Sri Lanka’s parliament became a secondary battleground yesterday as the sinking of the Iranian frigate IRIS Dena ignited a fierce debate over national sovereignty, regional maritime priciples, and the government’s perceived ‘strategic paralysis.’

While the Navy’s rescue of 32 sailors was initially painted in shades of heroism, Opposition MPs have now unfurled a narrative of missed warnings and geopolitical betrayal.

In a scathing address, Opposition firebrand Chamara Sampath Dissanayake challenged the circumstances of the vessel’s arrival in Sri Lankan waters. The IRIS Dena had been a guest of the Indian Navy during the MILAN-2026 exercises just days prior. Dissanayake alleged that at the conclusion of the fleet review, the vessel was effectively ‘put out’ of India, leaving the crew with no choice but to steer toward Sri Lanka.

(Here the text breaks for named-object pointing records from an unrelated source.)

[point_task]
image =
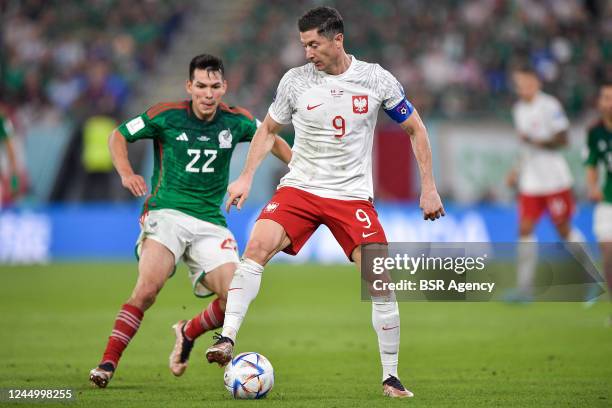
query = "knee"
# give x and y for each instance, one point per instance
(259, 251)
(144, 296)
(222, 302)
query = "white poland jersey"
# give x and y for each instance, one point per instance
(542, 171)
(334, 117)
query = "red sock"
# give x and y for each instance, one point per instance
(211, 318)
(126, 326)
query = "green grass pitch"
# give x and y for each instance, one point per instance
(309, 321)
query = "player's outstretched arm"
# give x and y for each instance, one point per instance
(118, 148)
(593, 190)
(282, 150)
(558, 141)
(261, 145)
(430, 201)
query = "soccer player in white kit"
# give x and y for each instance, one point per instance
(543, 175)
(332, 102)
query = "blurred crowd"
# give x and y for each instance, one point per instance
(79, 57)
(453, 57)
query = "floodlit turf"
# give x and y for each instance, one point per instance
(311, 324)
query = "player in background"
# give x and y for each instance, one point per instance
(182, 219)
(333, 102)
(543, 175)
(599, 148)
(12, 170)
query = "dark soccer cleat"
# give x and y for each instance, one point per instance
(101, 375)
(221, 351)
(181, 351)
(392, 387)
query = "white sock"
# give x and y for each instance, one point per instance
(386, 322)
(527, 259)
(575, 236)
(242, 291)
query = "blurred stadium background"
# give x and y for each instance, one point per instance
(71, 70)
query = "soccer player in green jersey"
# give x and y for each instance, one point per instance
(181, 219)
(6, 133)
(599, 148)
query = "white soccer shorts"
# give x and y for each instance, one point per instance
(201, 245)
(602, 222)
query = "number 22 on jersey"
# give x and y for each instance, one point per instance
(196, 154)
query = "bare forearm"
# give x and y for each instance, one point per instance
(282, 150)
(119, 154)
(422, 150)
(558, 141)
(592, 178)
(261, 145)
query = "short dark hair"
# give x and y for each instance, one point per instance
(526, 69)
(605, 83)
(206, 62)
(326, 20)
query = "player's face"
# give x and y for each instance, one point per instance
(320, 50)
(526, 85)
(206, 90)
(605, 102)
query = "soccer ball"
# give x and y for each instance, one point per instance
(249, 376)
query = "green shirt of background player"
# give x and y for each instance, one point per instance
(6, 134)
(181, 219)
(599, 151)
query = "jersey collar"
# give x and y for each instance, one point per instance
(350, 69)
(191, 114)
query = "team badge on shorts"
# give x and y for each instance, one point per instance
(360, 104)
(229, 243)
(225, 139)
(271, 207)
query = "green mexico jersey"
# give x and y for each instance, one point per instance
(5, 128)
(599, 145)
(192, 156)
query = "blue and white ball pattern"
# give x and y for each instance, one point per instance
(249, 376)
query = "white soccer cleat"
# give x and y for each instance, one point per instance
(392, 387)
(181, 351)
(99, 377)
(221, 351)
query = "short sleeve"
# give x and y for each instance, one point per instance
(592, 153)
(281, 109)
(558, 119)
(392, 92)
(140, 127)
(249, 128)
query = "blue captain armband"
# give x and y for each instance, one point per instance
(401, 111)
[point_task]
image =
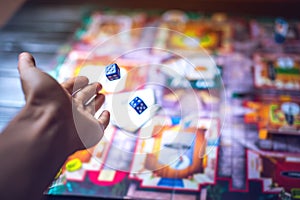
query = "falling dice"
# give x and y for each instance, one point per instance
(112, 72)
(138, 104)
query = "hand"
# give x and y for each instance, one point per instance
(64, 105)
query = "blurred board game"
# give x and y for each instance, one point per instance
(222, 119)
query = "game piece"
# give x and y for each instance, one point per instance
(73, 165)
(138, 104)
(271, 71)
(112, 72)
(281, 29)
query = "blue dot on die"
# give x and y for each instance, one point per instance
(138, 104)
(112, 72)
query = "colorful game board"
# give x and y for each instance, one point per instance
(223, 126)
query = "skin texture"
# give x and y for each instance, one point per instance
(54, 123)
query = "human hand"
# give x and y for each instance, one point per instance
(62, 108)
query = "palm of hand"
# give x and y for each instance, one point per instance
(68, 110)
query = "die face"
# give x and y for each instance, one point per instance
(111, 69)
(138, 104)
(112, 72)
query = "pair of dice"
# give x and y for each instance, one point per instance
(113, 73)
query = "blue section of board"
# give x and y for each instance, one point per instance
(170, 182)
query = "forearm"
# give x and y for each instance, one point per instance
(30, 153)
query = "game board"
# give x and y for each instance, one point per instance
(277, 71)
(219, 127)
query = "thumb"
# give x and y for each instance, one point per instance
(26, 62)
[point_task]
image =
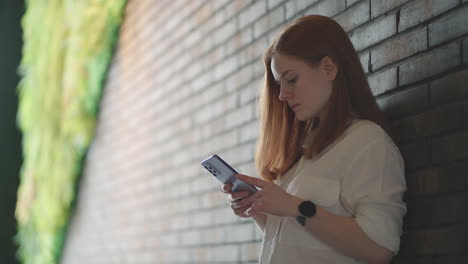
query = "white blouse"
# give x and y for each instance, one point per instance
(360, 175)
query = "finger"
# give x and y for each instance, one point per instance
(248, 200)
(256, 208)
(226, 188)
(252, 180)
(241, 211)
(235, 196)
(240, 195)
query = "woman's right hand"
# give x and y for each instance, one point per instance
(235, 200)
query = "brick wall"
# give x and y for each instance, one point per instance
(183, 85)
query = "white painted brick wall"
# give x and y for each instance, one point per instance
(183, 85)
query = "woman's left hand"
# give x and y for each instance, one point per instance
(271, 199)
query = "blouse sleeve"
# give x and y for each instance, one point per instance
(373, 191)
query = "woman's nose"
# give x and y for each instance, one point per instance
(285, 94)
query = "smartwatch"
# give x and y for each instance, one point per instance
(306, 209)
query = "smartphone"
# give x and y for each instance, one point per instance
(225, 173)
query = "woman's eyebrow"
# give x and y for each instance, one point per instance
(286, 71)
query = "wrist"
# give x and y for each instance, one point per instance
(294, 206)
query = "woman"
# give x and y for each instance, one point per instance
(333, 179)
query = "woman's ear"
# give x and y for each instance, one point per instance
(329, 67)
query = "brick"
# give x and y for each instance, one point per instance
(213, 235)
(422, 10)
(226, 67)
(449, 87)
(225, 32)
(423, 67)
(438, 210)
(271, 20)
(379, 7)
(240, 39)
(373, 33)
(273, 3)
(438, 180)
(382, 82)
(440, 120)
(451, 25)
(417, 154)
(239, 116)
(446, 118)
(399, 47)
(252, 13)
(364, 58)
(349, 3)
(327, 8)
(249, 131)
(406, 102)
(354, 16)
(299, 5)
(239, 232)
(450, 148)
(224, 253)
(250, 92)
(230, 10)
(436, 240)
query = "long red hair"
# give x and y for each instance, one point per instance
(311, 38)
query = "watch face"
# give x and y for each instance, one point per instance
(307, 208)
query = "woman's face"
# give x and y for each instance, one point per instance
(306, 89)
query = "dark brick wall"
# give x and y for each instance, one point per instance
(10, 138)
(183, 85)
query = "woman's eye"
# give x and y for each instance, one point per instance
(292, 81)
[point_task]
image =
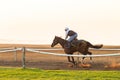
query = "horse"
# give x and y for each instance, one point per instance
(81, 46)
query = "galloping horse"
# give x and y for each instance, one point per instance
(82, 46)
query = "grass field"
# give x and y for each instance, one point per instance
(37, 74)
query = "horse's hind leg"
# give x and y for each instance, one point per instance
(71, 60)
(90, 57)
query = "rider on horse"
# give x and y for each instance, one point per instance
(72, 34)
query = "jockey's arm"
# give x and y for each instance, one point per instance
(66, 37)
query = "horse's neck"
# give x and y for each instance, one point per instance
(62, 42)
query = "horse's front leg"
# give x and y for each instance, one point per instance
(71, 60)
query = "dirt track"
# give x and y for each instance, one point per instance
(35, 60)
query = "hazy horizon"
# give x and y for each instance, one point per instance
(38, 21)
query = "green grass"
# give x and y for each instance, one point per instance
(37, 74)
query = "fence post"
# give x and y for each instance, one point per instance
(15, 54)
(23, 58)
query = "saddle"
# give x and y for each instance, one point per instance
(75, 43)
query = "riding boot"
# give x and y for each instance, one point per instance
(67, 45)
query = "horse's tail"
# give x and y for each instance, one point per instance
(95, 46)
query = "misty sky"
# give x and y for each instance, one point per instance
(38, 21)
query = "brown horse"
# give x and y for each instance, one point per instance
(82, 46)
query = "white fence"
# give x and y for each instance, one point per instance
(59, 54)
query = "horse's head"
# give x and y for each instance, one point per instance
(55, 41)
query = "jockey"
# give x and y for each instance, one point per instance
(71, 34)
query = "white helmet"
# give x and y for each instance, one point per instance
(66, 28)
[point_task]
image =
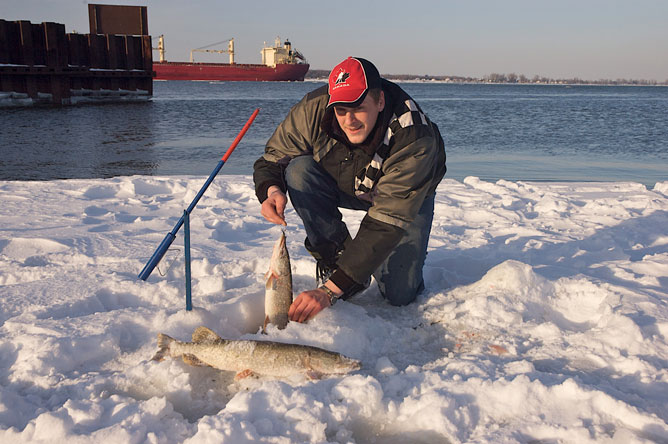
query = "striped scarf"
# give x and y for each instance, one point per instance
(410, 115)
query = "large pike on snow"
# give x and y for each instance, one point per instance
(248, 357)
(278, 289)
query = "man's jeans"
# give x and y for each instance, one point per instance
(316, 198)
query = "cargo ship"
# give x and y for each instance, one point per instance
(279, 63)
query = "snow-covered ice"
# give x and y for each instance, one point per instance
(544, 319)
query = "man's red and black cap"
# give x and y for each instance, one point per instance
(350, 81)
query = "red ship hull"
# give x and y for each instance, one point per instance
(228, 72)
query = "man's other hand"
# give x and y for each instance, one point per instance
(273, 208)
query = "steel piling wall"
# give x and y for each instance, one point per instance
(48, 65)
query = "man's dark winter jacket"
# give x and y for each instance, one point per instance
(413, 167)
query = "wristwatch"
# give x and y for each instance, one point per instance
(332, 297)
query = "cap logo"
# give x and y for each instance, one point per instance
(342, 77)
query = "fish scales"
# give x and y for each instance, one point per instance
(278, 287)
(261, 357)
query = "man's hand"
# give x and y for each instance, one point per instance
(273, 208)
(307, 305)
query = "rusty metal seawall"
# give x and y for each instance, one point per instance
(47, 65)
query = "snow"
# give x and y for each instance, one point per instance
(544, 319)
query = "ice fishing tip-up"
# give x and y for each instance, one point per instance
(169, 238)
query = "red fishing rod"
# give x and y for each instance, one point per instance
(169, 238)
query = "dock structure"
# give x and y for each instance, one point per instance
(41, 63)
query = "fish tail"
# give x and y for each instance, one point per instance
(164, 342)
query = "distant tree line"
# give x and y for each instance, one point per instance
(500, 78)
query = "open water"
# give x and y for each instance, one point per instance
(513, 132)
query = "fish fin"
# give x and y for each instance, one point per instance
(164, 342)
(264, 326)
(244, 374)
(205, 335)
(194, 360)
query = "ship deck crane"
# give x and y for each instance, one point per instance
(230, 50)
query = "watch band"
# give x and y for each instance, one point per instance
(332, 297)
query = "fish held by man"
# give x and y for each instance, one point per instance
(250, 357)
(278, 293)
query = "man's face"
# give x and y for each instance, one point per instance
(358, 122)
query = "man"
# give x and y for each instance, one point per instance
(360, 143)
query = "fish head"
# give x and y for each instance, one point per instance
(280, 260)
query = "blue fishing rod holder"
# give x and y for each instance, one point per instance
(185, 222)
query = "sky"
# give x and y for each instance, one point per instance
(591, 40)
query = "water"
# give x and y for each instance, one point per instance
(513, 132)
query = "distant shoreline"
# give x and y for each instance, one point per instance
(500, 79)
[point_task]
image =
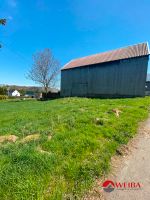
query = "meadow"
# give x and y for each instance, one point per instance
(75, 140)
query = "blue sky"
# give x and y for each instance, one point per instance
(71, 28)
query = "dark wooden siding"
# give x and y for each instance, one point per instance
(119, 78)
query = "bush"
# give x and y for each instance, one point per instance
(2, 97)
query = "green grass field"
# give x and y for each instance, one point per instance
(78, 136)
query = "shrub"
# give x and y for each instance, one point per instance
(2, 97)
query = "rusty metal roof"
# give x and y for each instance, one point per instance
(118, 54)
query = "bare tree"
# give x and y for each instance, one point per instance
(44, 69)
(2, 22)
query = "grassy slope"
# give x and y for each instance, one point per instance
(79, 151)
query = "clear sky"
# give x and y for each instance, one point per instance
(71, 28)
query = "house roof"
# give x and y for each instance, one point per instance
(118, 54)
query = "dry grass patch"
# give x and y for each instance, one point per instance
(30, 138)
(39, 149)
(8, 138)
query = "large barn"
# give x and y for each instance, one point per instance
(117, 73)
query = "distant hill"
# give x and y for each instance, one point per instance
(28, 88)
(25, 88)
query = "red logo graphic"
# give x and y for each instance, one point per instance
(109, 186)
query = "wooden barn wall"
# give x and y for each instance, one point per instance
(120, 78)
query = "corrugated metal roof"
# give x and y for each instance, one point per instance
(118, 54)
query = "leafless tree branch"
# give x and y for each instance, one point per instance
(44, 69)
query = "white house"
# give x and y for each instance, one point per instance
(14, 93)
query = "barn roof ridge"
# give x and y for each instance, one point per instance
(130, 51)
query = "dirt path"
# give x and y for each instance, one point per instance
(133, 166)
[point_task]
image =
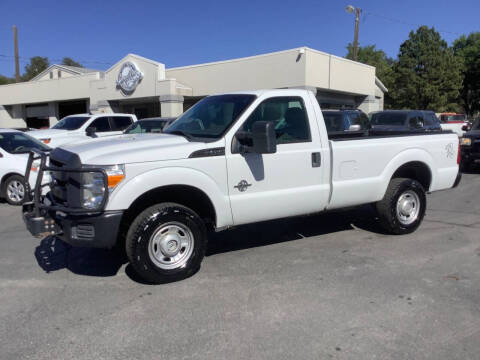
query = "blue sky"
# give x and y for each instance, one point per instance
(99, 33)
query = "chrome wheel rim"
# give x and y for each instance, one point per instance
(171, 246)
(408, 207)
(15, 191)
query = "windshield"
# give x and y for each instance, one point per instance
(18, 143)
(146, 126)
(456, 118)
(211, 116)
(71, 123)
(389, 118)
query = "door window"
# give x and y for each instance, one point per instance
(288, 115)
(120, 123)
(101, 124)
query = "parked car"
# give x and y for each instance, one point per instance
(345, 120)
(14, 149)
(391, 121)
(225, 162)
(149, 125)
(470, 145)
(75, 128)
(455, 122)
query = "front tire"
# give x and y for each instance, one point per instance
(166, 243)
(402, 209)
(14, 190)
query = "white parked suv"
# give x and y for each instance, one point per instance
(75, 128)
(14, 149)
(232, 159)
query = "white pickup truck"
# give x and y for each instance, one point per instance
(231, 159)
(80, 127)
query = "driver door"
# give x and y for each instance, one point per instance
(292, 181)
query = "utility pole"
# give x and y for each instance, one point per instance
(355, 38)
(350, 9)
(15, 44)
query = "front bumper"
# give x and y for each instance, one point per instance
(98, 230)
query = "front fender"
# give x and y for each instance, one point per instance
(127, 192)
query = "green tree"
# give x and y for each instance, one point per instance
(70, 62)
(384, 66)
(6, 80)
(36, 66)
(427, 73)
(468, 48)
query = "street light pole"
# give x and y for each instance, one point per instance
(350, 9)
(355, 38)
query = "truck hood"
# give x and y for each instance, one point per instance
(48, 133)
(133, 148)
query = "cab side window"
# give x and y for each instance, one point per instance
(288, 115)
(101, 124)
(120, 123)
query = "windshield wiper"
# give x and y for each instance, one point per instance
(181, 133)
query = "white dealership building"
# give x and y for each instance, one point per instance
(147, 88)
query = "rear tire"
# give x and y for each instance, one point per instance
(402, 209)
(14, 190)
(166, 243)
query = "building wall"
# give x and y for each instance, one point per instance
(333, 77)
(276, 70)
(63, 74)
(31, 92)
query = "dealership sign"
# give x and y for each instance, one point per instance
(128, 77)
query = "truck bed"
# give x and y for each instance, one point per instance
(361, 169)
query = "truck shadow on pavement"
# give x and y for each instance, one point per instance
(53, 254)
(290, 229)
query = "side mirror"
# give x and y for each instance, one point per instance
(91, 131)
(264, 138)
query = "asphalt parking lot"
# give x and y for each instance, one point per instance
(317, 287)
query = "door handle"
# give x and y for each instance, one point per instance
(316, 159)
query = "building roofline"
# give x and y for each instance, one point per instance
(135, 56)
(235, 60)
(265, 55)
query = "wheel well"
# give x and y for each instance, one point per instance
(185, 195)
(415, 170)
(4, 178)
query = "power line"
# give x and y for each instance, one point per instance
(399, 21)
(25, 58)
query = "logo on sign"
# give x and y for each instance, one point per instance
(128, 77)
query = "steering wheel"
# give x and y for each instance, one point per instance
(19, 148)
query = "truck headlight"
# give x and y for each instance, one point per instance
(93, 186)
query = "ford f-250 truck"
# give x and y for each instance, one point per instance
(231, 159)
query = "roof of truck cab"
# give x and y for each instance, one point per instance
(9, 131)
(263, 91)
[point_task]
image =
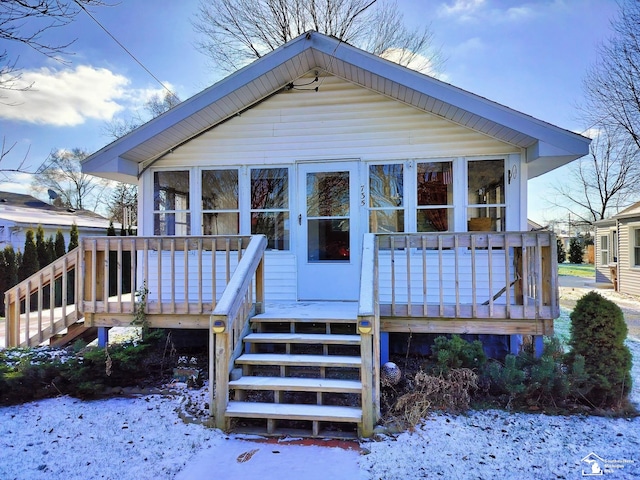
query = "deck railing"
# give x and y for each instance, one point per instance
(229, 323)
(178, 275)
(510, 275)
(182, 279)
(42, 305)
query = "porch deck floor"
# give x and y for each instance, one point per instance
(310, 310)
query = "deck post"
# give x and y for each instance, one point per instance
(538, 345)
(366, 377)
(103, 337)
(515, 344)
(384, 347)
(221, 397)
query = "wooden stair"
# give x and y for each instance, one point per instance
(75, 331)
(300, 376)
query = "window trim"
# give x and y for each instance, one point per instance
(251, 211)
(202, 211)
(188, 212)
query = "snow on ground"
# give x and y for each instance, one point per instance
(145, 438)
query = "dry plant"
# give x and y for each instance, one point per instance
(450, 392)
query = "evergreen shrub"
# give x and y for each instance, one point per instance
(598, 332)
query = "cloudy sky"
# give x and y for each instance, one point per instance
(528, 55)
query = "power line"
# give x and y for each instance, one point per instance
(124, 48)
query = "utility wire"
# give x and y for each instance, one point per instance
(124, 48)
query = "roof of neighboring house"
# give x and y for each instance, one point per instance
(632, 211)
(534, 226)
(547, 146)
(28, 210)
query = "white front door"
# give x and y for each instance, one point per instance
(328, 231)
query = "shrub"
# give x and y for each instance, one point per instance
(598, 331)
(562, 253)
(541, 382)
(455, 352)
(576, 251)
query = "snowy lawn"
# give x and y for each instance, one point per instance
(145, 438)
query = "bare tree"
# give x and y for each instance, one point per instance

“This was a deliberate attempt by the host to put a guest in harm’s way,” Dissanayake charged, stopping just short of naming India directly while making the implication undeniable. He argued that Sri Lanka had been ‘set up’ to deal with the fallout of a targeted strike that occurred only 11 nautical miles from Galle.

The debate took a darker turn when SJB MP Mujibur Rahman dropped a bombshell regarding the timing of the attack. Rahman alleged that the IRIS Dena had signalled for permission to enter Sri Lankan waters 11 hours before it was struck by U.S. torpedoes.

“Why did the authorities keep silent?” Rahman demanded. He blasted the government for failing to act on humanitarian grounds, suggesting that Colombo’s hesitation provided the necessary window for what U.S. Defense Secretary Pete Hegseth termed a ‘Quiet Death.’ Rahman’s critique painted a picture of a government ensnared in superpower machinations, unable to uphold the principles of the Indian Ocean as a ‘Zone of Peace.’

Responding to the barrage of questions, Cabinet Spokesman Dr. Nalinda Jayatissa confirmed a chilling new development: a second Iranian vessel is currently positioned in the Exclusive Economic Zone (EEZ) off Colombo.

While Jayatissa assured the House that the President and the Security Council are ‘fully aware’ and making ‘necessary interventions’ to protect those on board, the lack of specific details fueled further anxiety. Political analysts suggest that the government’s failure to announce a clear, proactive neutral policy has left it in a state of ‘vacillation,’ unable to decide whether to grant refuge to the second ship or risk another tragedy on its doorstep.

The parliamentary clash was punctuated by the visit of former president Ranil Wickremesinghe to the Iranian Embassy yesterday to offer condolences for the passing of Supreme Leader Ayatollah Ali Khamenei. Wickremesinghe had warned on March 2 – just 48 hours before the sinking – that the current ‘leadership eviction’ methodology in the Middle East could destabilise the Indian Ocean.

As the death toll from the IRIS Dena stands at 87 with 60 still missing, the ‘can of worms’ opened in parliament reveals a nation at a crossroads. The government’s silence during the Dena’s final hours and its current ‘intervention’ with the second vessel will likely define Sri Lanka’s standing in a rapidly fragmenting global order.

As the House adjourned, one question remained hanging in the air: In the face of a superpower conflict, does Sri Lanka have the ‘backbone’ to be truly neutral, or is it merely a spectator to its own maritime destiny?